If you are looking for safe rehab centers for either your first time in treatment or for later in your recovery, we can help.

Why Isn’t One Treatment Program Enough to Cure Addiction?

Addiction is a chronic disease, and unfortunately, this means many individuals who become addicts will struggle with their substance use disorder for years and perhaps even for the rest of their lives. This is a serious issue and, as such, may require treatment at many different stages in one’s recovery. Most patients need long-term or repeated care to stop using completely and recover their lives.

Addiction usually isn’t cured with one treatment program or even more than one. However, because these programs are effective for helping patients create better behaviors and live healthier lives, revisiting them from time to time can be extremely beneficial to one’s overall recovery. Most people will not need to be in rehab for their entire lives, but participating in additional programs after being in recovery for a time can allow someone to build a healthier––and safer––long-term recovery for themselves.

Should I Go Back to Rehab?

The decision to go back to rehab––and when––can be a difficult one and should not be taken lightly. It is important to consider your needs for treatment just as you did when you first attend rehab and to ask yourself what you believe going back to a rehab program could do to help you in your recovery.

Here are some reasons why a person may consider returning to rehab. If these apply to you, it could, in fact, be an extremely helpful option for your long-term recovery.

  • The threat of relapse: This is perhaps the number one reason why many individuals choose to return to rehab. Relapse among substance abusers is common, even later in one’s treatment, and while this does not mean that treatment has failed, it can mean that a person could use a refresher course. There are a million reasons why a person might relapse or experience the threat of a relapse, and seeking treatment is a good way to find out what the reasons are.
  • Changes in life: When an individual has a life change (like a change of job, moving, etc.), it can be extremely stressful. You may want to return to your old regimen of therapy or another option in order to help you through this difficult time.
  • Refreshing lessons learned in treatment: We all need refresher courses from time to time, especially if we have been away from something for a long while and gotten rusty. Rehab can be this option for someone who needs to be reminded of the lessons they learned in treatment.
  • Change in emotions or mental health: If you have noticed that your mental and emotional health is not as strong as it once was, going back to rehab could be a beneficial way to avoid any dangerous side effects of this issue (including relapse), as well as a way to examine and solve any psychological problems you may be having.
  • Need for Support: Some individuals return to rehab because they are in need of more support than they currently have. This can be a great way to strengthen your social support system, especially if it has been lacking lately, and to remind yourself that there are people who care about your recovery and your ability to avoid drug abuse.

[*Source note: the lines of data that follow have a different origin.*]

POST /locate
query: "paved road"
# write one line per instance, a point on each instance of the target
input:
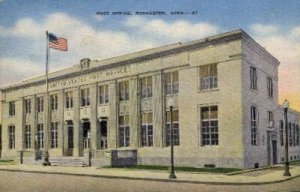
(33, 182)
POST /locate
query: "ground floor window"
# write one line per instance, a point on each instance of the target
(54, 140)
(11, 133)
(209, 126)
(40, 138)
(175, 128)
(124, 131)
(27, 136)
(147, 129)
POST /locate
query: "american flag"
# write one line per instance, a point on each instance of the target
(57, 42)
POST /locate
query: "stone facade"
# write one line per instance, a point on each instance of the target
(209, 81)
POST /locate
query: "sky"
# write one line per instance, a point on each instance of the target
(275, 24)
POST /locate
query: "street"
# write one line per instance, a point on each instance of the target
(35, 182)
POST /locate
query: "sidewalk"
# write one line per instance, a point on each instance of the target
(265, 176)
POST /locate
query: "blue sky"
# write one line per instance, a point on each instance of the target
(275, 24)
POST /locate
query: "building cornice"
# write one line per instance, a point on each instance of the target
(194, 45)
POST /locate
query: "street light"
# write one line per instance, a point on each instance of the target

The best way to know if it’s time to go back to rehab, though, is if you truly feel that it will help you. If you do, don’t hesitate, and get the help you need today.

How Our Helpline Works

For those seeking addiction treatment for themselves or a loved one, the Addictions.com helpline is a private and convenient solution.

Calls to any general helpline (non-facility specific 1-8XX numbers) for your visit will be answered by American Addiction Centers (AAC).

We are standing by 24/7 to discuss your treatment options. Our representatives work solely for AAC and will discuss whether an AAC facility may be an option for you. Our helpline is offered at no cost to you and with no obligation to enter into treatment. Neither Addictions.com nor AAC receives any commission or other fee that is dependent upon which treatment provider a visitor may ultimately choose.

For more information on AAC’s commitment to ethical marketing and treatment practices, or to learn more about how to select a treatment provider, visit our About AAC page. If you wish to explore additional treatment options or connect with a specific rehab center, you can browse top-rated listings or visit SAMHSA.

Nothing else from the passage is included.